王子建出守於城父,與成公乾遇於疇中,問曰:「是何也?」成公乾曰:「疇也。」「疇也者,何也?」曰:「所以為麻也。」「麻也者,何也?」曰:「所以為衣也。」成衣乾曰:「昔者莊王伐陳,舍於有蕭氏,謂路室之人曰:巷其不善乎!何溝之不浚也?莊王猶知巷之不善,溝之不浚,今吾子不知疇之為麻,麻之為衣,吾子其不主社稷乎?」王子果不立。

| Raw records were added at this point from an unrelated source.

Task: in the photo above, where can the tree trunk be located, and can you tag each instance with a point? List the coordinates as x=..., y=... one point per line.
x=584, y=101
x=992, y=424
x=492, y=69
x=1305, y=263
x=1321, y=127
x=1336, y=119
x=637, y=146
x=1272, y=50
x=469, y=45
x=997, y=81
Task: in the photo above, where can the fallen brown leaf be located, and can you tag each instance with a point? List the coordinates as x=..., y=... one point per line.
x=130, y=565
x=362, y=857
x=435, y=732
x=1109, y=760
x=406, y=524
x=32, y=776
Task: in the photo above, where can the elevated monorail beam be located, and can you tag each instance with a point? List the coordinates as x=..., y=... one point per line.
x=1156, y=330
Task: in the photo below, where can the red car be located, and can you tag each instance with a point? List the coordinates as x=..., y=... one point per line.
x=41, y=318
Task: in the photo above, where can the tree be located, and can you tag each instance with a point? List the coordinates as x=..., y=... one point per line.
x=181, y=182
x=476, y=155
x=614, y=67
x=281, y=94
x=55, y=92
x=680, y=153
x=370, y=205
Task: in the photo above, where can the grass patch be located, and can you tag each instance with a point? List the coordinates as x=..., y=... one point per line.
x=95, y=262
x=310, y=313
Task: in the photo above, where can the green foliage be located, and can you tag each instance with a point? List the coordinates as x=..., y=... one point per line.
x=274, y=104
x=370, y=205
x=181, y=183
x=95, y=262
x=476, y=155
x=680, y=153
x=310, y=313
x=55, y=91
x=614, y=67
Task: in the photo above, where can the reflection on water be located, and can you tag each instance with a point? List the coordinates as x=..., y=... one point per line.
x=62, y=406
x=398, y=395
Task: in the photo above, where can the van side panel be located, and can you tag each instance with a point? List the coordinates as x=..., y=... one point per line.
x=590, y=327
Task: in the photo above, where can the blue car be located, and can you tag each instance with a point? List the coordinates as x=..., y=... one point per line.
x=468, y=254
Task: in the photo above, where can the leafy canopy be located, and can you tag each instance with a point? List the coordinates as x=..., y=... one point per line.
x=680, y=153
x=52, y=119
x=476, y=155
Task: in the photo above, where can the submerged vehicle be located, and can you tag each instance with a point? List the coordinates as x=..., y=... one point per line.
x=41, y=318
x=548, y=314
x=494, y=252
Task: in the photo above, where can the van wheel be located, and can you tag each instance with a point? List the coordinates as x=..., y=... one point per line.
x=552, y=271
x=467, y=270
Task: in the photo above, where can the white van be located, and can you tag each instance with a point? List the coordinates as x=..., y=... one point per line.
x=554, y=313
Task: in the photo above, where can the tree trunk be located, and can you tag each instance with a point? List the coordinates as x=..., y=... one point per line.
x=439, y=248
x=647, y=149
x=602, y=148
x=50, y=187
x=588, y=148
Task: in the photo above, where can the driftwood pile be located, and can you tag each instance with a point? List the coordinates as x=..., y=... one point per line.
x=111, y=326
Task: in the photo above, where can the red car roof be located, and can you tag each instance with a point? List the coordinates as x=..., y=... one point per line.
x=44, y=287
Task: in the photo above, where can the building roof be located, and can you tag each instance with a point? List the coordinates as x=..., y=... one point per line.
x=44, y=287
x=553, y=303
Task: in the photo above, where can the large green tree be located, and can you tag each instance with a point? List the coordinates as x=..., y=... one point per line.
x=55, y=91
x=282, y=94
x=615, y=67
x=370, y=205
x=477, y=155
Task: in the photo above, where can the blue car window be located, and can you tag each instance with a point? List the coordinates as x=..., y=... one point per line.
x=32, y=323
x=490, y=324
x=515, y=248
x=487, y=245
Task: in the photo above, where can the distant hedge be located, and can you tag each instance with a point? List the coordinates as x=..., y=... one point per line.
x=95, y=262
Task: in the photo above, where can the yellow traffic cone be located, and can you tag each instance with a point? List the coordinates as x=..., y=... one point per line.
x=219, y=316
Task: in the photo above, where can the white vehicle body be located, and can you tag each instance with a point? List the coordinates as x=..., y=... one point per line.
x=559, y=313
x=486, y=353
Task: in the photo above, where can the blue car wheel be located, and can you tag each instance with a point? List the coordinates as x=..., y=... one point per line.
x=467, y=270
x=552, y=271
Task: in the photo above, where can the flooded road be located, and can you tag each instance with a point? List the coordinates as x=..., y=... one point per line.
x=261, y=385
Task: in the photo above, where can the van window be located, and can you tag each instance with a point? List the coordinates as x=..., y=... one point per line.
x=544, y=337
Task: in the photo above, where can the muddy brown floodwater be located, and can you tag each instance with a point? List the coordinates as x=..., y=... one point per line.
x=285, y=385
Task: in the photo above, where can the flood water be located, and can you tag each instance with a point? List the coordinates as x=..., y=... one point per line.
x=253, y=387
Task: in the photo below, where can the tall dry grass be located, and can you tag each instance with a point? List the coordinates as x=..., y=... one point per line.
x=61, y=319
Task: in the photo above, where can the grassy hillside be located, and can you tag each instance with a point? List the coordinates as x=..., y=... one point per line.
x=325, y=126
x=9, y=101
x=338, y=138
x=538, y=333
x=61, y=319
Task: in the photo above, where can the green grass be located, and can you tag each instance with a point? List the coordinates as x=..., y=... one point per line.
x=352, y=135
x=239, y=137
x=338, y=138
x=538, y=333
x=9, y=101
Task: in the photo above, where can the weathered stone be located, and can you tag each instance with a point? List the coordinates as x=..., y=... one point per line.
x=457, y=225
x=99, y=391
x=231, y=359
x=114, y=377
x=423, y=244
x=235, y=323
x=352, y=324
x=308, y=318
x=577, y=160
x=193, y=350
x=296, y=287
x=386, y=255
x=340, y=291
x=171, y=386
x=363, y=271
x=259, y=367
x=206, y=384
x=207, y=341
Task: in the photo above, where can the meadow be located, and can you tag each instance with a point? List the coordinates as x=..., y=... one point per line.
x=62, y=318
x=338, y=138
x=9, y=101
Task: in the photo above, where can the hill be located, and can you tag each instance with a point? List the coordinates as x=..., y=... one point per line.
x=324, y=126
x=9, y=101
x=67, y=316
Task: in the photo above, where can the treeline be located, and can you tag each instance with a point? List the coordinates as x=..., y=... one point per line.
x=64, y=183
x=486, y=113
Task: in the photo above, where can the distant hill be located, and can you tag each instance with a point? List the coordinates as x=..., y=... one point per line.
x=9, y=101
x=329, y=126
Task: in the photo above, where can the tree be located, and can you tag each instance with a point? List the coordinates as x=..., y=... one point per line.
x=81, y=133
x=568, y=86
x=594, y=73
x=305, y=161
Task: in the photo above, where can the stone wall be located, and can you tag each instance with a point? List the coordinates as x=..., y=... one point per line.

新字:王子建出守於城父,与成公乾遇於疇中,問曰:「是何也?」成公乾曰:「疇也。」「疇也者,何也?」曰:「所以為麻也。」「麻也者,何也?」曰:「所以為衣也。」成衣乾曰:「昔者荘王伐陳,舎於有蕭氏,謂路室之人曰:巷其不善乎!何溝之不浚也?荘王猶知巷之不善,溝之不浚,今吾子不知疇之為麻,麻之為衣,吾子其不主社稷乎?」王子果不立。

書き下し

王子建城父に出でて守る。成公乾と疇中(ちゅうちゅう)に遇う。問いて曰わく、「是れ何ぞや。」成公乾曰わく、「疇なり。」「疇なる者は何ぞや。」曰わく、「麻を為す所以なり。」「麻なる者は何ぞや。」曰わく、「衣を為す所以なり。」成公乾曰わく、「昔者荘王陳を伐ちて、有蕭氏に舎る。路室の人に謂いて曰わく、巷其れ善からざるか、何ぞ溝の浚(さら)わざるや、と。荘王猶お巷の善からざる、溝の浚われざるを知る。今吾が子疇の麻為ることを知らず、麻の衣為ることを知らず、吾が子其れ社稷を主とせざらんか。」王子果たして立たず。

現代語訳

王子建が城父に出て守備についた。成公乾と麻畑の中で出会った。王子建が尋ねて言った。「これは何か。」成公乾は「畑です」と答えた。「畑というのは何のためのものか。」「麻を作るためのものです。」「麻というのは何のためのものか。」「衣を作るためのものです。」成公乾は言った。「昔、荘王が陳を討伐したとき、有蕭氏のところに宿営しました。そのとき道端の宿の主人に向かって、『この路地はよくないのではないか、どうして溝の泥をさらっていないのか』とおっしゃいました。荘王でさえ、路地の手入れが行き届いていないこと、溝が浚われていないことにまで気づいていたのです。それなのに、あなたは麻畑が麻を作るためのものであることも、麻が衣を作るためのものであることも知らない。あなたはとても国家の祭祀を担う器ではないでしょう。」王子建は果たして王位に立つことはなかった。

解説

一国の後継者たる王子建が、日常の暮らしを支える最も基本的な事柄すら知らなかったという事実は、彼が民の生活実感から乖離した存在であることを如実に物語る。成公乾が引き合いに出す荘王の逸話――覇者ですら路地の乱れや溝の詰まりという些末な事柄にまで目を配っていた――との対比が、この批判の説得力を一層強めている。統治者やリーダーの資質は、壮大な理念を語れるかどうかではなく、現場の最も基本的な仕組みを理解しているかどうかにこそ現れるという教訓は、現場を知らずに管理職に就く者への警鐘として今なお色褪せない。